PriMera Scientific Surgical Research and Practice (ISSN: 2836-0028)

Case Report

Volume 1 Issue 4

Case Report: Zygomatic-malar Abscess

Croza A*, Lago G and Costas G

March 20, 2023

DOI : 10.56831/PSSRP-01-022


We present a case of acute otitis media complicated by zygomatic-malar abscess in a 25-year-old patient with no previous medical/otorhinolaryngological history, who comes to consultation due to large left temporozygomatic swelling. Its atypical clinical presentation and the applied medical-surgical procedures are reported.

Keywords: Complicated otitis media; zygomatic abscess; temporozygomatic swelling; subperiosteal abscess

Clinical Case

     25-year-old male patient, one-pack-per-week smoker, with no other relevant history. He seeks medical advice for a 1-week left otodynia, associated with scanty yellowish otorrhea in addition to a rapidly growing left temporozygomatic swelling. No antibiotic treatment.

     Good condition on physical examination. Apyretic. Left ear: external auditory canal with mucopurulent secretions; dull, congestive tympanic membrane, without luminous shine and with punctiform attic perforation through which little purulent material comes out; no fetidness; no skin flakes. Myringosclerosis plaque (Fig. 3). Instrumental acoumetry with 256 Hz tuning fork; Weber lateralized to the left ear. Bilateral positive Rinne.

     Diffuse left temporozygomatic swelling (Fig. 1-2) measuring approximately 8 x 4 cm (A-P) and (L). Its upper limit occupies the entire left supra-auricular region, reaching the tail of the eyebrow and ipsilateral malar region; modified root of the Helix, facial asymmetry and effacement of the retroauricular sulcus, displacement of auricular pavilion. Soft and depressible. Mastoid with mild erythema.

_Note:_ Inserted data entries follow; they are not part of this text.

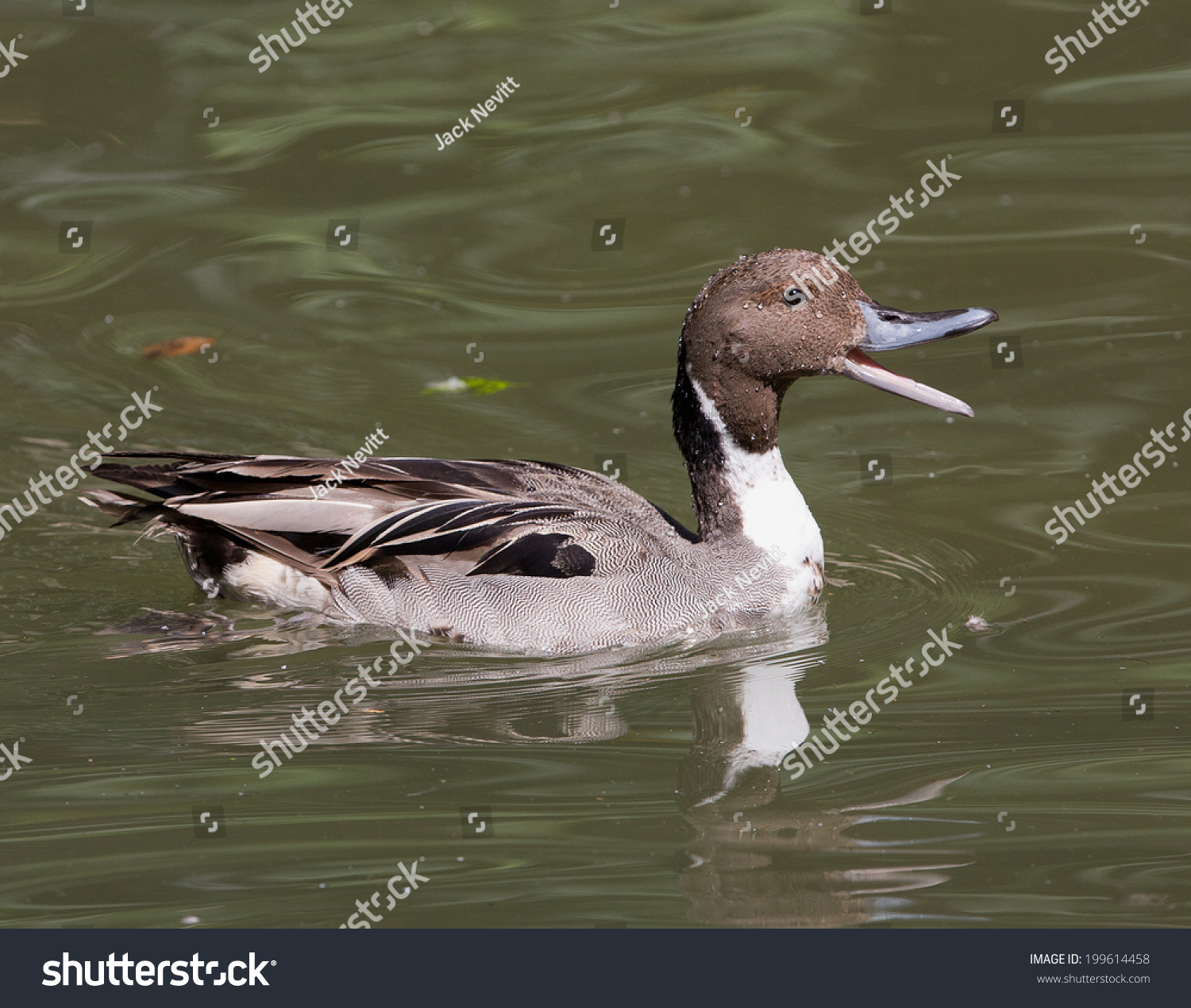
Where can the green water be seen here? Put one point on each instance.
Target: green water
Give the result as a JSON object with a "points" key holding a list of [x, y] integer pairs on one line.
{"points": [[1012, 787]]}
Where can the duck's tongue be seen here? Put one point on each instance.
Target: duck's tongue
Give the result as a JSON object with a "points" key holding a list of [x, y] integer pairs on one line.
{"points": [[865, 369], [892, 330]]}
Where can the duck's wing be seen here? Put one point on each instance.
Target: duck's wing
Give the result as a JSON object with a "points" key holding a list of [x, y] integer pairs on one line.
{"points": [[395, 515]]}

     Total occupation of mastoid cells on the left, bone erosion with soft tissue involvement. Collection at the level of temporal, zygomatic and left parietal bones. Septations. It measures 80 x 33 x 91 mm L, T and AP (Fig. 4-5). The laboratory study revealed a leukocytosis of 17,000 with neutrophilia (80%). Elevation of C-reactive protein 20 mg/dl, Hemoglobin 12.1 g/dl, Hematocrit 35.8%. Hospitalized patient with medical-surgical treatment. Puncture aspiration (Fig. 6) and surgical drainage. Ampicillin-Sulbactam 3 g every 6 hours, Ketoprofen 100 mg every 8 hours and Hydrocortisone 100 mg every 12 hours were administered. Due to the lack of an emergency block, mastoidectomy was not performed. The infectious process eroded the bone cortex of the temporal bone, dispersing pus between the cortex and the periosteum in the temporozygomatic region (Fig. 5). The causative germ was not isolated; empirical antibiotic therapy was sufficient. Chronic cholesteatomatous otitis media was ruled out; in its evolution, the eardrum was found to be normal with good shine and no collection in the tympanic box. Normal hearing. Control tomography with clear attic (Fig. 7).